To add some context, I are studying the auditory system, and I need a shorthand term for each direction. Unfortunately, it seems that length/width are used interchangeably, with only height being used consistently. I want to work with the terms horizontal/vertical, but there's no term I can find to describe the z axis. Furthermore, from what I've read, many people define the horizontal direction as being the horizontal and vertical direction, with height being described as the vertical direction i.e, horizontal = area, vertical = height.

The thing is though is that everyone knows what left and right, backwards and forwards, and up and down are, everyone, and this I believe is because these directions relate to our own perception (rather than an objects).

So right now as far as my nomenclature, it's a huge mess. It would be so nice if there is a single word that describes each of these three directions without ambiguity.

  • 1
    Possible duplicate of X, Y, Z — horizontal, vertical and ...?
    – choster
    Commented Apr 12, 2016 at 22:56
  • Was "I are" a typo?
    – Spencer
    Commented Apr 13, 2016 at 1:19
  • I'm guessing that what you want to do is to locate the source of a sound relative to the hearer. Is that correct? If so then your directions should probably be relative to which way the person is facing. Different disciplines use different terminology: aircraft pilots, sailors and anatomists each have their own way of describing this and they don't all use (x,y,z) coordinates.
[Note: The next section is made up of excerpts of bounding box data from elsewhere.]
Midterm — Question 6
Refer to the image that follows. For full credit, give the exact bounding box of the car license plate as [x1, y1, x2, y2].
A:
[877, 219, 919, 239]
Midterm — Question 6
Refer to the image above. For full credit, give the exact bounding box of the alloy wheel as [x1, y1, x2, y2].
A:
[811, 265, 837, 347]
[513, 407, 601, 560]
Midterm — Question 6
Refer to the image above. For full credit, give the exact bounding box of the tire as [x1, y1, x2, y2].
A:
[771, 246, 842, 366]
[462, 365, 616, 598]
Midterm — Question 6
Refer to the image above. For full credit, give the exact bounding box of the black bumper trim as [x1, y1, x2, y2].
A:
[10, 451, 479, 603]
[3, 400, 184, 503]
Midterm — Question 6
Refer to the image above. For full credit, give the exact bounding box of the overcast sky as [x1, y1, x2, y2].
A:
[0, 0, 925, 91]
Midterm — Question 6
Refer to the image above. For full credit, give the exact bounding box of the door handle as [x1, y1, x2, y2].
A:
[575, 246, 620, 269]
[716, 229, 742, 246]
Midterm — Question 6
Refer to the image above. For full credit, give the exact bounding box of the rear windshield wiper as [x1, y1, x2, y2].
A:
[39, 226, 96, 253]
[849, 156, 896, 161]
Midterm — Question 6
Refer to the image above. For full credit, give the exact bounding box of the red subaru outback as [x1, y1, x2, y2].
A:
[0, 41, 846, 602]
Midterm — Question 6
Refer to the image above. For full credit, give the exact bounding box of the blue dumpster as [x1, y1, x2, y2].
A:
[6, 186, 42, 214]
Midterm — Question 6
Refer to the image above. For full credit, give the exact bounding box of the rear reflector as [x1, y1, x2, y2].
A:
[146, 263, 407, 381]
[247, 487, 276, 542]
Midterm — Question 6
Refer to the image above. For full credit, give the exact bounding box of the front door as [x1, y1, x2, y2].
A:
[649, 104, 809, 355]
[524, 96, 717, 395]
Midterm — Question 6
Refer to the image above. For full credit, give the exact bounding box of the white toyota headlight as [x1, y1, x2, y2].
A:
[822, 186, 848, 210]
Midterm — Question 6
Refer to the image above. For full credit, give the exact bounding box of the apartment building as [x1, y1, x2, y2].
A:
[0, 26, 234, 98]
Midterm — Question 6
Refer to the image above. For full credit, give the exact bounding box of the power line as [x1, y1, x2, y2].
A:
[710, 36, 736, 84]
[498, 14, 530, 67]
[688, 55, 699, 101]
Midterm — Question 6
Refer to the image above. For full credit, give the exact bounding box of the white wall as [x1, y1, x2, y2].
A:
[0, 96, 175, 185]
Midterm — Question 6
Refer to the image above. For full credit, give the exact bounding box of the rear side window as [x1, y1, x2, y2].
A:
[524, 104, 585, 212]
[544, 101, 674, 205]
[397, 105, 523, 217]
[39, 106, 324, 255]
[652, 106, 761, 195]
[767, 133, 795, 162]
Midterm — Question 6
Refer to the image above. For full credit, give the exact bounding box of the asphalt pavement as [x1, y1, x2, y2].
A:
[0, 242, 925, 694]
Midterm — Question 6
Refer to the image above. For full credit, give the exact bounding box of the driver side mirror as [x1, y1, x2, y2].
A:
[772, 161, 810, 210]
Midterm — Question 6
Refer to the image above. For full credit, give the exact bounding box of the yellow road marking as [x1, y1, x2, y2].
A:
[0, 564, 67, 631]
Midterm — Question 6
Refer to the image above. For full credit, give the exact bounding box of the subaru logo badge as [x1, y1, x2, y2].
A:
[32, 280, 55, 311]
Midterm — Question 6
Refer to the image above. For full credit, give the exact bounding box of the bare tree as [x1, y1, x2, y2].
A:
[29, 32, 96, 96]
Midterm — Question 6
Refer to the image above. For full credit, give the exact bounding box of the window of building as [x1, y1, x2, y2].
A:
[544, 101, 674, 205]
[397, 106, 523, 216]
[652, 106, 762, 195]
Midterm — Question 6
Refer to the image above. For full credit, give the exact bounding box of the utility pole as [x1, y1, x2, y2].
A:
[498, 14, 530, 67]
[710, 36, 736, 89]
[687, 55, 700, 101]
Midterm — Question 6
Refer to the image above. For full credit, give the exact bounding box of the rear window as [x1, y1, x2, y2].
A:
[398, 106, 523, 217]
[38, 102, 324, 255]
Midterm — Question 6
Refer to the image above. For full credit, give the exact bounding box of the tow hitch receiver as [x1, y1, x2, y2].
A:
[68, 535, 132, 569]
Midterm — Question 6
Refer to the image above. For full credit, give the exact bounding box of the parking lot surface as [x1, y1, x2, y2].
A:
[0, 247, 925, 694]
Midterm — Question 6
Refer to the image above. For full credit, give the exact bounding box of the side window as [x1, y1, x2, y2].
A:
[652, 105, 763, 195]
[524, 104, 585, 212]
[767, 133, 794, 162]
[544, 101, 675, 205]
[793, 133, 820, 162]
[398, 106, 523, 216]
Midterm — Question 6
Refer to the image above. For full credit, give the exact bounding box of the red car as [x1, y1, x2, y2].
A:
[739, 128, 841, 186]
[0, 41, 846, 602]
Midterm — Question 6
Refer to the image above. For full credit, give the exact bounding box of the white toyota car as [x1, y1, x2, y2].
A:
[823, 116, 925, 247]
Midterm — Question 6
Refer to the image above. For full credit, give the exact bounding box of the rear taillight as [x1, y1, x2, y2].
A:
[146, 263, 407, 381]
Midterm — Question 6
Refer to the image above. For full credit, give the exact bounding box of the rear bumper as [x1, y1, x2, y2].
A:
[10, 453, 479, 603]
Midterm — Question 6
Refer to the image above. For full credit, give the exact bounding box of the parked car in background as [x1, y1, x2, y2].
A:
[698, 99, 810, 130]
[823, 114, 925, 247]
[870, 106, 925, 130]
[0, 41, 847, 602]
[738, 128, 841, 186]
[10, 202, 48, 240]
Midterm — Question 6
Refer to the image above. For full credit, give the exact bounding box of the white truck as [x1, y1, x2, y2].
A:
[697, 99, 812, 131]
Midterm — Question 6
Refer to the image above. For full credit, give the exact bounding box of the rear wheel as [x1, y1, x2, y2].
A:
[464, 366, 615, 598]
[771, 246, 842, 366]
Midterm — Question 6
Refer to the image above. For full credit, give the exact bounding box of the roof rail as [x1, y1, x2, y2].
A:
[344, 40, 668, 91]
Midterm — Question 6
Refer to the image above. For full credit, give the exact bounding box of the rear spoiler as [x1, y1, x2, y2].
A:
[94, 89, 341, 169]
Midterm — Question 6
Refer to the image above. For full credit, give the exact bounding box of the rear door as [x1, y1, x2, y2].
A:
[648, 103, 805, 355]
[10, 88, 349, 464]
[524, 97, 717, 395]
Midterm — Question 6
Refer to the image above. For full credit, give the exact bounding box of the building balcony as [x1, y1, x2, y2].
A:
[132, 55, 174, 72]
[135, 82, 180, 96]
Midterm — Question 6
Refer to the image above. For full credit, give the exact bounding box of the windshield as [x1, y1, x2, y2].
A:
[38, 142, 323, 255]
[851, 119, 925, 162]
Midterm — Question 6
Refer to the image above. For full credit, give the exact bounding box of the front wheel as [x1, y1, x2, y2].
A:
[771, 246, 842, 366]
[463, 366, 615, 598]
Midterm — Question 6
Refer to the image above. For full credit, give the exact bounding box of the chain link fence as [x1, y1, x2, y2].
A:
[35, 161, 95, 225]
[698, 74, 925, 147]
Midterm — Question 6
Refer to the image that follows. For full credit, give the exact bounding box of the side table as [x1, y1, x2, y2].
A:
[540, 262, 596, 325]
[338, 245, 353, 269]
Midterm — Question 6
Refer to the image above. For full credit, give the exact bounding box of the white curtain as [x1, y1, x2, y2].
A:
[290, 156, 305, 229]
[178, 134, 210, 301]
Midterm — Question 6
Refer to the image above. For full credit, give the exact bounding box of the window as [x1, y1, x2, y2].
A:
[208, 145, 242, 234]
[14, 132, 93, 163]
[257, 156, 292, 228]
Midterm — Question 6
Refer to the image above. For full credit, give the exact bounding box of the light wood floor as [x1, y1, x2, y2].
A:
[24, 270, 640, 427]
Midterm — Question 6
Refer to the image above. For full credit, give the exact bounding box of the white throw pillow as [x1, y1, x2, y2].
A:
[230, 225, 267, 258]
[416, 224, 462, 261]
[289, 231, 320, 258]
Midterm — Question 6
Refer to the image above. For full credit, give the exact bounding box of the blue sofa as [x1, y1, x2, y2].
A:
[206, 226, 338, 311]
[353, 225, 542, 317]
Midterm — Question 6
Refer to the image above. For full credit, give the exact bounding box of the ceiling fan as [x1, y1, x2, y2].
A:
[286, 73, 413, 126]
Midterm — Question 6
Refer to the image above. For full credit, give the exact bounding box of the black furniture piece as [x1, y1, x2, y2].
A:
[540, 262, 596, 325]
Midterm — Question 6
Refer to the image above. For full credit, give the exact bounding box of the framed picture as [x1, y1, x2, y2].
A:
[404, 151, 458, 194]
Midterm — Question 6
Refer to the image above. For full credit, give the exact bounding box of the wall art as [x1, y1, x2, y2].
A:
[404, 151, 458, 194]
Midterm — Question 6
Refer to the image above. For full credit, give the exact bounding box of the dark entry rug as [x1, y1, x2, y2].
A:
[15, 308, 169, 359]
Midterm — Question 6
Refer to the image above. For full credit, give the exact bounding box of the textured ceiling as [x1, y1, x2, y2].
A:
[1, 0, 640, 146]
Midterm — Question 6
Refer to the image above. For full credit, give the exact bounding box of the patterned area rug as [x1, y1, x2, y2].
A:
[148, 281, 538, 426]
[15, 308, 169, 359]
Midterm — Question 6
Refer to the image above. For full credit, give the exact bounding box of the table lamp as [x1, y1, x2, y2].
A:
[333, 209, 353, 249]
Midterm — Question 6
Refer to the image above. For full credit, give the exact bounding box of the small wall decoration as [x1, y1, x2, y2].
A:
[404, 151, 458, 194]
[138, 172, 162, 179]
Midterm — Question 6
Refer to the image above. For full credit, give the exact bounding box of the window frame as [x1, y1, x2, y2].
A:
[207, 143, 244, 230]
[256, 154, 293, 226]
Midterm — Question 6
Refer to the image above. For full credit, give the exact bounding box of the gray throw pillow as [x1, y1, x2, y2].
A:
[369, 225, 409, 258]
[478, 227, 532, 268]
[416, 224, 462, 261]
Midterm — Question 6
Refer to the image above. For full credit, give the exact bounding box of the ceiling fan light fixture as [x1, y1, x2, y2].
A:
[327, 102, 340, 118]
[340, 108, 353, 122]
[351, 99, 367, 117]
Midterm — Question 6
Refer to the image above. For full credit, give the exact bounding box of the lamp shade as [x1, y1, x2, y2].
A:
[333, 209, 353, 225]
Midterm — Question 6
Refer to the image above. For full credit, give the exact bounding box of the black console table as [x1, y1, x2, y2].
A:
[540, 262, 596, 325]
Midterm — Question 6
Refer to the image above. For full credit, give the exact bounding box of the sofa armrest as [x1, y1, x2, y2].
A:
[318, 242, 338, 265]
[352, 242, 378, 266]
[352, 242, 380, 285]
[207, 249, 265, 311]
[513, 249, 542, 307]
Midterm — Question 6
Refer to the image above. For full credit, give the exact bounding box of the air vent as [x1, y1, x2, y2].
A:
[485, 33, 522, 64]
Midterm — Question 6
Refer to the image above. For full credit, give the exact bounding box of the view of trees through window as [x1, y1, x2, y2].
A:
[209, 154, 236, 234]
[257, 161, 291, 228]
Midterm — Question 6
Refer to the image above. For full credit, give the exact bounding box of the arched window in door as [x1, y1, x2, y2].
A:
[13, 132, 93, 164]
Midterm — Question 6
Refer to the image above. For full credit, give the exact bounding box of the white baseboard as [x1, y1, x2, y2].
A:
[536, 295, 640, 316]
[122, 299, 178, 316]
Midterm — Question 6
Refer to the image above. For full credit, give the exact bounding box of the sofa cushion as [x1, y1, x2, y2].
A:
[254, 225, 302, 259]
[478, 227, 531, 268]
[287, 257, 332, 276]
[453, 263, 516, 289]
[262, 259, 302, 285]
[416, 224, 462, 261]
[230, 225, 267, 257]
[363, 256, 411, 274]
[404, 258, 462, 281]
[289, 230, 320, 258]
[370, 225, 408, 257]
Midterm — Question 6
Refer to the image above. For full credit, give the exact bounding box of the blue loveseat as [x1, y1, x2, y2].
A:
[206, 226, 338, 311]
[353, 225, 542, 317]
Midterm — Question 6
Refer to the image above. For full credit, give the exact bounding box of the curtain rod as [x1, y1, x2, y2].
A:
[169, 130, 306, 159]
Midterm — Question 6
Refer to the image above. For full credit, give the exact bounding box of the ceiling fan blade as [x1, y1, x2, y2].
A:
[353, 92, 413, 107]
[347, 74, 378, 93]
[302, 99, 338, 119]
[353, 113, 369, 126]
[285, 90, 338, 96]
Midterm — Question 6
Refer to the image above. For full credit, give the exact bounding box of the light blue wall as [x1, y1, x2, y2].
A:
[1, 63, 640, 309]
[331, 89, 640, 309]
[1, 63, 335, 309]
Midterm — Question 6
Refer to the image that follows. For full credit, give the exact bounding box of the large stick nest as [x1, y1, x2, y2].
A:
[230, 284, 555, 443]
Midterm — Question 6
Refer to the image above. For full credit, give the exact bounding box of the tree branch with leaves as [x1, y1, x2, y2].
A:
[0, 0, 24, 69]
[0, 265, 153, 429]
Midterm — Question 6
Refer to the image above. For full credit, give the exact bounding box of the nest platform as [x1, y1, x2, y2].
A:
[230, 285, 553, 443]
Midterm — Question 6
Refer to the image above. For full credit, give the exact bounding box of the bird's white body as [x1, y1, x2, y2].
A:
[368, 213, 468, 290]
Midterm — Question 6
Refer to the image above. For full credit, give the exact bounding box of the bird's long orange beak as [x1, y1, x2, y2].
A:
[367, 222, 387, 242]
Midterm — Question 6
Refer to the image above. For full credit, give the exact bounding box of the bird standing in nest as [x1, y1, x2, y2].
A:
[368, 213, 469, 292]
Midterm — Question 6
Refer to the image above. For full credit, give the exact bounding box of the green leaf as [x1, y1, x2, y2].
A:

Some use angular measures and speaking personally as a boater, angles are easier to work with. I've never met a novice canoeist who didn't understand "The dock is at five o'clock, a hundred meters away."
    – Al Maki
    Commented Apr 13, 2016 at 2:04

3 Answers 3


Consider using Transversal or Sagittal. As you pointed out it is hard to describe such a concept because the position you want to describe is extra-relatal from the observer unlike common directional words we use. North and South are close but they are not usually imagined from the first person point of view are are un-conviently pointed to a fixed spot on the horizon in this case. Since you mentioned a third term to coalesce with horizontal and vertical the answer will be a bit subjective because the way the distances and movement between points can be described are similar in both the sagittal and transverse planes. What you are describing is comparing two points along the intersection of the horizontal and vertical planes or more likely between the sagittal and transverse planes.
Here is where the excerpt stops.